Apenas 48 hora después de asumir como canciller, Felipe Solá salió a asegurar que el nuevo gobierno no modificaría el criterio asumido apenas cinco meses antes por la gestión de Mauricio Macri al poner en marcha el Registro de Personas y Entidades vinculadas con actividades de terrorismo. Ese listado incluyó a Hezbollah.
De hecho, se trató de la voz oficial en materia de relaciones exteriores descalificando lo insinuado por Frederic al sostener que el tema de Hezbollah era una cuestión de la OTAN y que Argentina se estaba “comprando” un problema. Todo, en medio de los primeros pasos del equipo de Alberto Fernández.
Por supuesto, antes de asumir formalmente, el Presidente y su canciller habían recibido señales de Estados Unidos. Y también de Israel: la delegación de menor nivel al esperado para los actos formales de asunción de Fernández fue atribuida a aquella señal de Frederic. La ministra buscó cerrar ese capítulo personalmente hace apenas unos días, con redefinición pragmática de su posición en esta materia.
Es llamativo entonces que se haya pronunciado como lo hizo ahora sobre el caso de la muerte del fiscal. Sobre todo, y esto explicaría cierta sorpresa o malestar, si se considera un problema doble: el efecto externo y también local.
Frederic dijo que sería revisado el peritaje realizado por Gendarmería. Afirmó que eso sería hecho “en colaboración” con la Justicia. Y que antes debería esperarse “un tiempito”, porque primero debe concretarse el cambio de jefes de la fuerza.
Traducido: la colaboración dependería de la voluntad de la fuerza y a su vez, la decisión dependería de la adecuación de la jefatura al criterio político de la nueva gestión. Desde la Justicia, ya dejaron trascender el rechazo a lo dicho: enfatizaron que en cualquier caso, hacer o rehacer un peritaje es una decisión judicial, no de la fuerza de seguridad, y que Gendarmería en todo caso actúa como “auxiliar”.

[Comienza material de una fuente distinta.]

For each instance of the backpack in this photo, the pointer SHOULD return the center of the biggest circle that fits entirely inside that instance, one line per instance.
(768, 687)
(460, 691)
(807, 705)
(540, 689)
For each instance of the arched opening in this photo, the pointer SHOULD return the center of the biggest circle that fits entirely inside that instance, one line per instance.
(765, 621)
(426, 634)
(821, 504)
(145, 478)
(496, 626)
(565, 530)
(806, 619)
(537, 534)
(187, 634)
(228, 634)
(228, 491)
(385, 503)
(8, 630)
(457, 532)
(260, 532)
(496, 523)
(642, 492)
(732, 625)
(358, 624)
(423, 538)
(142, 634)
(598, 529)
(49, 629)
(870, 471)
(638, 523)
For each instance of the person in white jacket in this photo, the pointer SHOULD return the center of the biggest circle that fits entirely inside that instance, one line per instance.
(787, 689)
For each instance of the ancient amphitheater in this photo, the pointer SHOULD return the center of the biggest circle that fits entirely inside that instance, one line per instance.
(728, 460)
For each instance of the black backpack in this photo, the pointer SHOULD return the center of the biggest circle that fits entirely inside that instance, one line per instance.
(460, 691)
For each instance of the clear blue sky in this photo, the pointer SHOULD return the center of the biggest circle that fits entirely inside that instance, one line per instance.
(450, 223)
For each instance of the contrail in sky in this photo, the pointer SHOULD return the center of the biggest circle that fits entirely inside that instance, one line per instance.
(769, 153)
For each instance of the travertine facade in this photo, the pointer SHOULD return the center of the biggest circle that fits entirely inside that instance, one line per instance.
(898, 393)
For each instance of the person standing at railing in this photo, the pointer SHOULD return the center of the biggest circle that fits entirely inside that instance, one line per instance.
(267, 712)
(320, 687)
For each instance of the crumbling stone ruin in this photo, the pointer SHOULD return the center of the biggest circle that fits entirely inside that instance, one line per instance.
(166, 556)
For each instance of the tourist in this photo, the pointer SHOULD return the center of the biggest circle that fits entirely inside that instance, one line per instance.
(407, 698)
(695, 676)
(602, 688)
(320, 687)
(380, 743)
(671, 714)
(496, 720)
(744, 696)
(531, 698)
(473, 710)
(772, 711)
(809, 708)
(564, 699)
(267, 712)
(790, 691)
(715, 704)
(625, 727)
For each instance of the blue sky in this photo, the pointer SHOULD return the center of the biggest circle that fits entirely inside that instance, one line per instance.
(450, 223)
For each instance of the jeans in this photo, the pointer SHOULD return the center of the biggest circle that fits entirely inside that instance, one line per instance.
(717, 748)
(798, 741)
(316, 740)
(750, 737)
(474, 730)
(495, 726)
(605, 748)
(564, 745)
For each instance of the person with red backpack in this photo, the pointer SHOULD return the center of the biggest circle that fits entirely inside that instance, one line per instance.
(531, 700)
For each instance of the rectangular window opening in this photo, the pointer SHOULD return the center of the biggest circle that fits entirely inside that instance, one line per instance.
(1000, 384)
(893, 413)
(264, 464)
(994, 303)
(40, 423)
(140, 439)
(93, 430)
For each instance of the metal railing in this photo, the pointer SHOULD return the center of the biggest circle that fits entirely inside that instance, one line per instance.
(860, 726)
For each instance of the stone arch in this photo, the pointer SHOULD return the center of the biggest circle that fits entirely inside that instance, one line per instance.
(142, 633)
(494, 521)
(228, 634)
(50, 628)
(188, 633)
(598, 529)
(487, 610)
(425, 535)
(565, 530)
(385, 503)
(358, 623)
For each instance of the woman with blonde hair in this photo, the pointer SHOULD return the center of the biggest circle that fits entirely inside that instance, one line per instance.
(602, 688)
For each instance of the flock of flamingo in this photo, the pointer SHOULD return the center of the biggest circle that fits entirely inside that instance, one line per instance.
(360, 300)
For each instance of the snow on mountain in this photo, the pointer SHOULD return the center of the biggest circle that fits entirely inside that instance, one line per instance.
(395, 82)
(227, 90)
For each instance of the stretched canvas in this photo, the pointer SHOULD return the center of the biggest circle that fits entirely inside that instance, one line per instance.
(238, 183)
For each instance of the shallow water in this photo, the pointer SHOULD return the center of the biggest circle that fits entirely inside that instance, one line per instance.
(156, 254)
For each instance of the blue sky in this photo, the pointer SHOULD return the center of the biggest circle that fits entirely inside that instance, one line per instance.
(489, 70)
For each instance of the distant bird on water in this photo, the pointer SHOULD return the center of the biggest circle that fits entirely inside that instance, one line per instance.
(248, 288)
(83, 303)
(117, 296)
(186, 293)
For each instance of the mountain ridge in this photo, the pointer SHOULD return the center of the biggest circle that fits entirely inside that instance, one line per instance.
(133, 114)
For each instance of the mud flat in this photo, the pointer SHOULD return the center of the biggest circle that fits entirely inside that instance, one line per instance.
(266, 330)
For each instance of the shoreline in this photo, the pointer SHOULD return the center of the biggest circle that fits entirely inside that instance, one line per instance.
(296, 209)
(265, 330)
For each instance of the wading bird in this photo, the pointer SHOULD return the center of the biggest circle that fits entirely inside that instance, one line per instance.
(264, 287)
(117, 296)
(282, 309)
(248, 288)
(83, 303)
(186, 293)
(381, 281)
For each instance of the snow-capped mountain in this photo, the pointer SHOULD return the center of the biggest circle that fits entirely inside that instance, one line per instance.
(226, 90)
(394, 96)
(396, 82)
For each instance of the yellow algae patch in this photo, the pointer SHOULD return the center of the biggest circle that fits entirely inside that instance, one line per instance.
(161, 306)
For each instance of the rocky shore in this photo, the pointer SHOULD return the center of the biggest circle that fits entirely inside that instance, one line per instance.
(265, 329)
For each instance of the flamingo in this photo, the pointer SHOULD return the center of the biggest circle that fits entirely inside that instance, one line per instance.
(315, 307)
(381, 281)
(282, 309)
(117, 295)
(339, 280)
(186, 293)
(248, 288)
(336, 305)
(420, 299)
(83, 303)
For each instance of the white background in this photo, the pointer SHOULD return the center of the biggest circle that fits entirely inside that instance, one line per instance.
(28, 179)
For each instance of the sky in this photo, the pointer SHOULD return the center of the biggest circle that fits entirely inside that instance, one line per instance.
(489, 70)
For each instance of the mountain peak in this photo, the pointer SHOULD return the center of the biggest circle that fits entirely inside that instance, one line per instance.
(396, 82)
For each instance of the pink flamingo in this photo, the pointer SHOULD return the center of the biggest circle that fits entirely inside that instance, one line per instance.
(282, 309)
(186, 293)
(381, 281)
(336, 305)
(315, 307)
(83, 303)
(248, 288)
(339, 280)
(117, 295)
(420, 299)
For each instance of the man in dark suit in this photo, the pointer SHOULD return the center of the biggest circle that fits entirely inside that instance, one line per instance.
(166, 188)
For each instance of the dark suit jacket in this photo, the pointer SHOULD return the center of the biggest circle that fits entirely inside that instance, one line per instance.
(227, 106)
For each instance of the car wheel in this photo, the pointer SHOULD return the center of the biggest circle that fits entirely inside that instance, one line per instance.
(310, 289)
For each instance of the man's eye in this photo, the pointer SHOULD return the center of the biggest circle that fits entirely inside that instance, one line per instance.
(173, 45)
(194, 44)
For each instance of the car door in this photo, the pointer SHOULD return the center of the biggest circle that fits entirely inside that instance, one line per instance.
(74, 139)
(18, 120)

Las palabras de la funcionaria tuvieron así rápida lectura y respuesta en la Justicia, porque sugiere un error grave en términos de legalidad, además de funcionalidad. Y es probable que también tenga registro en el plano diplomático, no necesariamente público, según advierten conocedores de ese ambiente.
La señal asoma contradictoria con los gestos centrales del Gobierno hacia Estados Unidos, además del FMI y representantes de inversores que jugaron millones en papeles argentinos.
Ayer mismo, aunque con apuro y cierta falta de negociación previa, Alberto Fernández buscó dar un primer paso hacia el armado de un pacto social, para la coyuntura de precios y salarios, y un Consejo Económico Social, que debería trabajar en temas de mediano plazo, al menos, y que incluye en las tratativas un entendimiento con Roberto Lavagna como estrella.
Es también una puesta para expresar respaldo y consenso a la idea de recomponer la economía para renegociar la deuda con plazos largos y quita. Estuvieron representantes de la UIA y de la CGT. Fue notoria la falta de las organizaciones del campo. Y quedó un interrogante sobre la amplitud política a futuro. Algunas de los objetivos planteados en esta cita deberían tener expresión legislativa, empezando por la creación del referido Consejo.
El documento elaborado para el encuentro se apoyó en los títulos de emergencia y solidaridad. Y fueron también expresivos, hacia adentro y hacia afuera, algunos conceptos que buscaron equilibrio: se habla de tener en cuenta los costos y también los recursos, el objetivo de la “estabilización macroeconómica y social”, el reordenamiento fiscal y monetario, y un plan que sea a la vez equitativo y sustentable.
Son palabras que cobran cuerpo con el registro de la megaley de emergencia que acaba de asegurarse el Gobierno. Se ha dicho: las primeras reacciones externas estarían exponiendo que ponderan el plan inicial como un ajuste de coyuntura para garantizar solvencia fiscal con mayor presión tributaria y revisión del sistema previsional. Es el umbral de una compleja negociación externa. Y no dejaría mucho margen para complicaciones domésticas.